At the Food Law Firm, we spot issues like this routinely during a label review. Even well-known companies miss details like this: the producers of KIND snack foods were cited by the FDA for making this precise mistake in a 2015 Warning Letter.

Labeling Pitfall 2: The Antioxidant Claim

Manufacturers get tripped-up on antioxidant claims all the time, which can be just as enigmatic as disclosure statements. Food products can’t characterize the amount of an unspecified anti-oxidant using relative terms such as “high” or “excellent.” Here’s why:

  • A product can’t make a relative claim of “high” or “low” for any nutrient unless the FDA has established a Daily Value for that nutrient..
  • The FDA hasn’t published a Daily Value for the group of nutrients classified as antioxidants. 
  • However, the FDA has published Daily Values for nutrients that are classified as antioxidants, like beta carotene (when present as Vitamin A), or Vitamin E.

If you apply these rules, a product cannot say “An Excellent Source of Antioxidants,” but it could say “An Excellent Source of the Antioxidant Vitamin E,” so long as those nutrients are present in excess of 20% of the Daily Value published by the FDA.

Without a thorough label review, the antioxidant labeling rules can confound even the big manufacturers—in fact, the FDA cited Snapple for violating the antioxidant labeling rule in 2010.

Labeling Rules and Regulations Change

Labeling rules are not only vast, dense, and potentially confusing – they’re also subject to change. In May of 2016, the FDA promoted new rules that totally revolutionized the Nutrition Facts Panel, recalculated Recommended Amounts Customarily Consumed (RACCs), and changed the Daily Reference Values and Reference Daily Intakes of many nutrients.

The Food Law Firm’s team of experts and attorneys keeps a close watch on developments in food regulation, labeling, and compliance so you can focus on creating outstanding products. 

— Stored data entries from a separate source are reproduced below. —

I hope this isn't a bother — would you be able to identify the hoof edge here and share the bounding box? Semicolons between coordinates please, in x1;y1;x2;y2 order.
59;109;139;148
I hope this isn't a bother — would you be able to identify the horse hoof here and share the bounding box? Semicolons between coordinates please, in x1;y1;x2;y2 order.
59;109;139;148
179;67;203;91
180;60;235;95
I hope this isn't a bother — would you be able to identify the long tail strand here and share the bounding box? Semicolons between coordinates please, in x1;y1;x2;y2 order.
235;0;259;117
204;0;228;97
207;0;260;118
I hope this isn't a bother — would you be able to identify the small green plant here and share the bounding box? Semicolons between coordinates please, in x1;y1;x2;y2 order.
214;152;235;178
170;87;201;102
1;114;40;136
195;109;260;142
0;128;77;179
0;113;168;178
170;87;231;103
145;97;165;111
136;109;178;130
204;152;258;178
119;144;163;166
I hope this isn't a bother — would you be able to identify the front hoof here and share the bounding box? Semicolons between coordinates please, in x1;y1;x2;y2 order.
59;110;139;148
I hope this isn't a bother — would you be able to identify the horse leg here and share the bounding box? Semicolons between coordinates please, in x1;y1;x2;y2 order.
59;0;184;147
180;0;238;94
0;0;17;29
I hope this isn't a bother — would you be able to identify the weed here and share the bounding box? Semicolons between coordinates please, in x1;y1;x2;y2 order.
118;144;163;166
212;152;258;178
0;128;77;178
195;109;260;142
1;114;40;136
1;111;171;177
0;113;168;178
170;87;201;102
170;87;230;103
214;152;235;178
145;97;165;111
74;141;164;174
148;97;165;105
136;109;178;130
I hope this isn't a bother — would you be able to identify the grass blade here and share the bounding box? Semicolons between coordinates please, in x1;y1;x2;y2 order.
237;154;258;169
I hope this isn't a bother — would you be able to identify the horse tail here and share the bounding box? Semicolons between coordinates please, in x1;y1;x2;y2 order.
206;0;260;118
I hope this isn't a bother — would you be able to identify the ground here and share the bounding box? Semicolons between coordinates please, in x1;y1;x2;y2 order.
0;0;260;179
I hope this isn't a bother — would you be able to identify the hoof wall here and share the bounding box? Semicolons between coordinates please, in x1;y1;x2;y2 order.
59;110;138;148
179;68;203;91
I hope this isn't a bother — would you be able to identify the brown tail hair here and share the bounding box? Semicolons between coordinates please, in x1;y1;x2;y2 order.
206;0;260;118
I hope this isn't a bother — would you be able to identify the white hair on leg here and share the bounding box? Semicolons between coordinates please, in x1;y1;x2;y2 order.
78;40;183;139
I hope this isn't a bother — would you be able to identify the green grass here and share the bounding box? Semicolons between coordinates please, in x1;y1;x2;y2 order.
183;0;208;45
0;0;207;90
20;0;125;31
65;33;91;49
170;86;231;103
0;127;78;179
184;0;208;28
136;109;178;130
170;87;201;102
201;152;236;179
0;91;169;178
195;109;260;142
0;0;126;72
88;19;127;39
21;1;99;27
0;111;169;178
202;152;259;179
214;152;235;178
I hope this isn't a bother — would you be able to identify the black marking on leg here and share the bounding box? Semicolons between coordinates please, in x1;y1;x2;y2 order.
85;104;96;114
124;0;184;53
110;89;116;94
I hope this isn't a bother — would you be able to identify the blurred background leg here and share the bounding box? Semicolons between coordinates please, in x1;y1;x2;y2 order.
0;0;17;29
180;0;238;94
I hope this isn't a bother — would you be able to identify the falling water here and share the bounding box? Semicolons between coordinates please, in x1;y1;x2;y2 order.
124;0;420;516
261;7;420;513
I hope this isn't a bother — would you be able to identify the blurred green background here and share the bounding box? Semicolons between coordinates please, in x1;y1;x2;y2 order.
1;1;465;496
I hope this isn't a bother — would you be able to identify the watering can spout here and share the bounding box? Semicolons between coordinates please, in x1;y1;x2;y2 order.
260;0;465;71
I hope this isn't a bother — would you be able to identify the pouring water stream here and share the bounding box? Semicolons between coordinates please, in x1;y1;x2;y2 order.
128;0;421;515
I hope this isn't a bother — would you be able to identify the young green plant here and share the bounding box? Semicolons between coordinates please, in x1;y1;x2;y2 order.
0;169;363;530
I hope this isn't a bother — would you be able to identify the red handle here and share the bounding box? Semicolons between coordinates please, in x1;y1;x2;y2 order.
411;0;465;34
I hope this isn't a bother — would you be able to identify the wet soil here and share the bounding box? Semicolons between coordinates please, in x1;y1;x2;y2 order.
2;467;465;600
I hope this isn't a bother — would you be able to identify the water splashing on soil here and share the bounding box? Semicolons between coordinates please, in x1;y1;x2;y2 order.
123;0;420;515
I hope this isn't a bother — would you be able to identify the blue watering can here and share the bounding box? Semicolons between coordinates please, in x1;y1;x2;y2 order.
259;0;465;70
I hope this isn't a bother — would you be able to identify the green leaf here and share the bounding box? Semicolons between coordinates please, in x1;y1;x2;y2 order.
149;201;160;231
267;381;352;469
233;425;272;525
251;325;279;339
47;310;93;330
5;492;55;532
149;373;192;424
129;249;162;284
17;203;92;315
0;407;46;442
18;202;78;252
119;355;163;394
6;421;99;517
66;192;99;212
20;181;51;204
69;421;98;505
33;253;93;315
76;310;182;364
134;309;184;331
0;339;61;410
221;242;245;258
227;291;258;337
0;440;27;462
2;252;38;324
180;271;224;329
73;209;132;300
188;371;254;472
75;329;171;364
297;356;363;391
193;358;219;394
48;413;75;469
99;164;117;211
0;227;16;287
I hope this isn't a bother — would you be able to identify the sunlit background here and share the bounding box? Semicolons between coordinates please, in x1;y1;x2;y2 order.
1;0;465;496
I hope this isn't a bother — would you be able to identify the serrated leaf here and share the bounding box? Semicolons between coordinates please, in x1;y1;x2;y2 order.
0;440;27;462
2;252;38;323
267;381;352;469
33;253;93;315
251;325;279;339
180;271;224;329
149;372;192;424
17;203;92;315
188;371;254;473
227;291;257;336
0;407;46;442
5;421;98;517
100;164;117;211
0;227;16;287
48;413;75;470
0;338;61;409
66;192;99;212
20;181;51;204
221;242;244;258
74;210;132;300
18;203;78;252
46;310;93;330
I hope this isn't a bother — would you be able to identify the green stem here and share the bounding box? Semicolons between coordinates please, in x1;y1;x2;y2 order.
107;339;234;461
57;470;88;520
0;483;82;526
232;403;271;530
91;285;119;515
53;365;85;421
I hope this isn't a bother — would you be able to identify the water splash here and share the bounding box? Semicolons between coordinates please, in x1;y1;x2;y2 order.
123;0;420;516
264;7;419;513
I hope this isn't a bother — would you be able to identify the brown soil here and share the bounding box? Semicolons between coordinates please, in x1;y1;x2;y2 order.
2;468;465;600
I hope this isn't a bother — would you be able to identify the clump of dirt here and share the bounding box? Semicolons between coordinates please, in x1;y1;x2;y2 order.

Our Label Review Philosophy

There are two ways to perform a label review.

The “Red Pen” Method. We commonly get labels to review that have already been through the design phase. The product has already been formulated to meet a certain dietary need in the marketplace. Around that formulation, the artwork has been generated and agreed upon (and paid for), and the Food Law Firm is the last stop before printing. We then take a red pen to the copy and provide corrective guidance to the client. Clients then need to go back to artists and designers and pay again for the edits. In order to do our job, we often had to rip the core out of the entire marketing strategy, resulting in a wasted investment in time and talent. While there is never a “wrong time” to catch a critical mistake, there is a better way to give labeling advice.

The “Sandbox” Method.

A product launch is always a team lift, and a good product seldom launches from the mind of a single individual. The earlier you can integrate our guidance, the less corrective action and waste you will experience in your development cycle. If you can put us in the room when the copy is being generated, we can describe the regulatory parameters for compliant marketing. The legal guidance builds the “sandbox” for the creative types to play in. Better still, we can advise when a new product is being formulated, so that we can help make sure the nutrient profile of the product can substantiate the labeling claims you want to make. It is literally never too early to get our guidance on product marketing.

Context

There is a synergistic aspect to our label review philosophy. We think about your label in the context of your entire supply chain, which includes your co-packer relationship. Accurate food labeling needs to be addressed in the supply chain, not just on the product package. 

For example, in June of 2017, an unlabeled allergen in a single ingredient, breadcrumbs, caused a cascade of recalls by other food manufacturers that incorporated the breadcrumbs into their products. We can make sure that our clients address issues exactly like this in their copacker agreements and private label agreements.